Although I would never admit it (oops, I just did), I catch my self "casually" wanting to use my wife's iPhone for browsing the web, or looking at photos, or what not, because it is simply better than the Android.

Wednesday, November 4, 2009

Ubuntu's LTS Release Schedule

A few days ago I accidentally came across the Ubuntu 10.04 LTS Release Schedule. I am copying it here:

December 3rd, 2009 – Alpha 1 release

January 7th, 2010 – Alpha 2 release

February 4th, 2010 – Alpha 3 release

March 4th, 2010 – Beta1 release

April 1st, 2010 – Beta2 release

April 15th, 2010 – Release Candidate

April 29th, 2010 – Final release of Ubuntu 10.04 LTS

So, they have three weeks between Beta1 and Beta2 and then only two weeks more before release. What I don't understand is this: how the hell can they guarantee that they will fix all critical beta bugs within a total of five weeks? And since I know for a fact that they can't (nobody can), it follows that they will simply release no matter what.
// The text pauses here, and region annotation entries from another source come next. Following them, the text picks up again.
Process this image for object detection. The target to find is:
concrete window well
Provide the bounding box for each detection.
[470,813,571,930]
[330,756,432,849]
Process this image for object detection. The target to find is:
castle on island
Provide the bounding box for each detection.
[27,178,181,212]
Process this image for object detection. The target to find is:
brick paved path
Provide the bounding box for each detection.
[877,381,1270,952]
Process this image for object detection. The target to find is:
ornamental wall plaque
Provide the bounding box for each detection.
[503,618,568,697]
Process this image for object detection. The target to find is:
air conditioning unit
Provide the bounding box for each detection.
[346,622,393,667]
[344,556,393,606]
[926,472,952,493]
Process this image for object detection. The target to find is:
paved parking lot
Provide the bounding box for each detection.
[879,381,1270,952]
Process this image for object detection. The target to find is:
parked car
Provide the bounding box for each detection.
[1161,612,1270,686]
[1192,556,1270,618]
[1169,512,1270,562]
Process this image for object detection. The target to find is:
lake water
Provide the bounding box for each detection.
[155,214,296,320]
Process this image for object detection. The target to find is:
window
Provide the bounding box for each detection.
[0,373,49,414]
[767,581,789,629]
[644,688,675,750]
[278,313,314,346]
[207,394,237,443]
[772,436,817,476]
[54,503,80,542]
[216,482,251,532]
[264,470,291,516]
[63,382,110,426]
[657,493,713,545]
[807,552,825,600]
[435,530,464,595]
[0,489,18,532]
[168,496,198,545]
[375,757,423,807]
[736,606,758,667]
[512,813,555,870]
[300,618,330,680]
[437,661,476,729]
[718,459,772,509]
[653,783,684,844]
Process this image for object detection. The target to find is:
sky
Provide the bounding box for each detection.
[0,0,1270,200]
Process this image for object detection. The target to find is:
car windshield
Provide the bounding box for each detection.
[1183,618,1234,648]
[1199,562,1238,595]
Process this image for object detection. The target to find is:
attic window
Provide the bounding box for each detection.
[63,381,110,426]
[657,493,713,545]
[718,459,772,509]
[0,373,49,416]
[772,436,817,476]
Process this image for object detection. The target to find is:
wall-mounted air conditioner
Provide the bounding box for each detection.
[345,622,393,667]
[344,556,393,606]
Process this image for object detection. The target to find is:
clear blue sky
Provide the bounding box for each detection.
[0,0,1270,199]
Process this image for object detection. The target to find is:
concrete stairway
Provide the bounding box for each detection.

So, let me repeat that. No matter what remaining bugs there are, the Ubuntu LTS version will be released on time. With the bugs. Why bother with the betas at all then? I have to say this is not what I would expect from a "Long Term Support" version or like to run on my servers. Or my desktops.

Sunday, October 25, 2009

Reading the replies to this comment (and the ones around it) in Slashdot, it is somewhat shocking to realize how short sighted  most posters are - considering these are Linux users, which we should assume means something. These people are content to reinstall their OS every six months and couldn't possibly imagine why one wouldn't want to, or why not all software in existence can be in their favorite distro's repository.

The problem is not that these people exist, but that apparently they are the target audience of popular Linux desktop distributions. This worries me. At least with Windows you know that there is a "design committee" somewhere in Redmond, trying to do the right thing; they don't end up doing it, but they at least try to approach it intelligently. What am I saying - apparently they do succeed, and the proof is in the pudding - 98% of the desktop market share.

Recently there were discussions in Slashdot about PulseAudio. The latest attempt to "fix Linux sound". Apparently OSS was not good enough, so it was replaced with Alsa, which wasn't good enough, so Arts, Esound, etc, were created, and now finally PulseAudio to rule them all. In the meantime Windows 2000 (and perhaps even Windows 95 and Win 3.1??) had better sound than Linux today. But I digress.

What really made an impression on me is the admission by Pulse Audio's creator that its mixer controls can't possibly handle all different sound cards, but that at least it was an improvement over the existing Alsa mixer control. To this I say, if you aim low you land low. Let's think for a second. Why isn't this a problem in Windows? How are all possible sound cards handled there?

BTW, here is a hint: it is not only the sound.  Exactly the same limitation exists in Linux printing. While printers might have tons of special functionality (cleaning, adjustments, manual double-sided printing, etc) available in Windows, this is never available from CUPS in Linux.

The answer is, in Windows the manufacturer can ship a custom applet, designed specifically for the capabilities of their hardware, together with the driver. Who knew that instead of trying to handle all possible cases in the OS, it is possible to push the burden to the manufacturers and let them take care of it.

Homework question: why doesn't this obvious solution work in Linux, and why does this mean that Linux is destined forever to fail as a desktop.